Conheci os vinhos da família numa feira de produtores artesanais e, muitos deles, “naturais”, de Portugal e do mundo. Na ocasião, os Argilla destacaram-se dos demais, desde a esmerada apresentação dos rótulos e garrafas, e depois pelos vinhos em si. Trata-se de excelentes brancos e tintos, com o carácter vincado que é apanágio deste grupo alternativo de produtores, mas também pela precisa execução enológica em cada garrafa mostrada, o que não é tão habitual nestas feiras.

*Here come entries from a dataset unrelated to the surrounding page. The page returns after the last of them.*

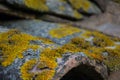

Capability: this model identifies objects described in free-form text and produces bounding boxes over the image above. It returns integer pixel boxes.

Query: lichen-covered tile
[68,0,101,14]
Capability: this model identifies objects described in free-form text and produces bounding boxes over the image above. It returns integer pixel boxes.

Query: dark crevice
[60,65,104,80]
[2,2,82,21]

Imediatamente quis saber quem era o enólogo por detrás daquelas belas expressões de Portalegre, ainda que ostentassem algo a mais e único no estilo, e não fiquei surpreendido quando soube que havia um exímio técnico a manter toda aquela forte compleição ainda coesa e muito refinada: o impecável Nuno Mira do Ó.

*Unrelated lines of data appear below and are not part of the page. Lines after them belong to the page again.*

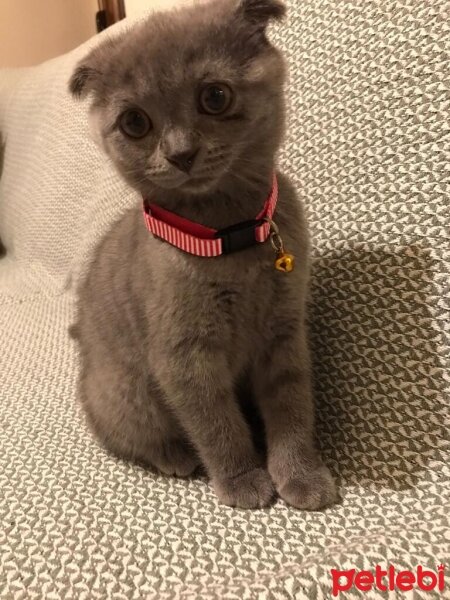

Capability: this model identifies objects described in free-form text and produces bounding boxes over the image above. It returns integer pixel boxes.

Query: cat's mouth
[153,174,218,193]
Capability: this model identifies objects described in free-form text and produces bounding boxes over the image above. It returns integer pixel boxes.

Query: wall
[0,0,98,67]
[124,0,192,17]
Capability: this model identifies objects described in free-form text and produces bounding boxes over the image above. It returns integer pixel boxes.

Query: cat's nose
[166,148,199,173]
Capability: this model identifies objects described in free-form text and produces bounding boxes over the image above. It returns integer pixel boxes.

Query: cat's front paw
[277,465,337,510]
[212,468,275,508]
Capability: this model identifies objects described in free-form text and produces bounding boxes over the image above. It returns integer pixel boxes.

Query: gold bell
[275,252,295,273]
[266,218,295,273]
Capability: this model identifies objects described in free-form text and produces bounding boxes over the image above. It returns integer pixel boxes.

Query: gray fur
[70,0,335,509]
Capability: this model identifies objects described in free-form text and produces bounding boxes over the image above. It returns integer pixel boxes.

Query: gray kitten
[70,0,335,509]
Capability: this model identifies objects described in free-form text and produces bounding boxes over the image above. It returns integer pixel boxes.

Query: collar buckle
[214,219,264,254]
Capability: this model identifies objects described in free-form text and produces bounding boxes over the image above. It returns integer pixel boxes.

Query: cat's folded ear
[69,46,102,98]
[69,64,100,98]
[238,0,286,31]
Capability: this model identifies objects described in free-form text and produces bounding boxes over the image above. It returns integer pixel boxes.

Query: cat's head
[70,0,285,193]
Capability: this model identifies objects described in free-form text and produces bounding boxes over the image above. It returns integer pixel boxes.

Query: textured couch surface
[0,0,450,600]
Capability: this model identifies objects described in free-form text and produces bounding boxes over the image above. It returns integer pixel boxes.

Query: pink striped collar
[144,173,278,257]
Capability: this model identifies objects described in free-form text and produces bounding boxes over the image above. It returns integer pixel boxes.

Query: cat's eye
[199,83,233,115]
[119,108,152,140]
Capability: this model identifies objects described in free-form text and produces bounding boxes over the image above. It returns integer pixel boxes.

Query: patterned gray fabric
[0,0,450,600]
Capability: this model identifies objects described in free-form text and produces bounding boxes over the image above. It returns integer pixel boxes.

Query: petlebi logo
[330,565,445,598]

Faltava então conhecer a família e o terroir dos vinhos Argilla. Em Lisboa marquei uma prova com Rita Tenreiro, filha de Paulo Tenreiro, e responsável pelo marketing e vendas da Herdade da Anta de Cima. Tudo que havia provado em pé naquela feira, num stand cheio e sem muitas condições de concentração, pude confirmar neste segundo encontro com os vinhos. Como é recorrente em vários produtores de primeira grandeza do Alentejo de hoje, dos pequenos aos maiores, dos novos aos tradicionais, os vinhos estão a aliar cada vez mais a estrutura e madureza típica da região com a frescura, menor aporte de madeira e mais elegância e mineralidade, algo que volto a sentir nos Argilla provados. E ainda com mais verve, precisão e drama do que a maioria.

Rita Tenreiro transmite muito bem a paixão e obstinação da família pelo “monte” e tudo o que dele extraem, num sistema integrado. A bela imagem dos vinhos também é motivo de orgulho para si, como idealizadora que foi.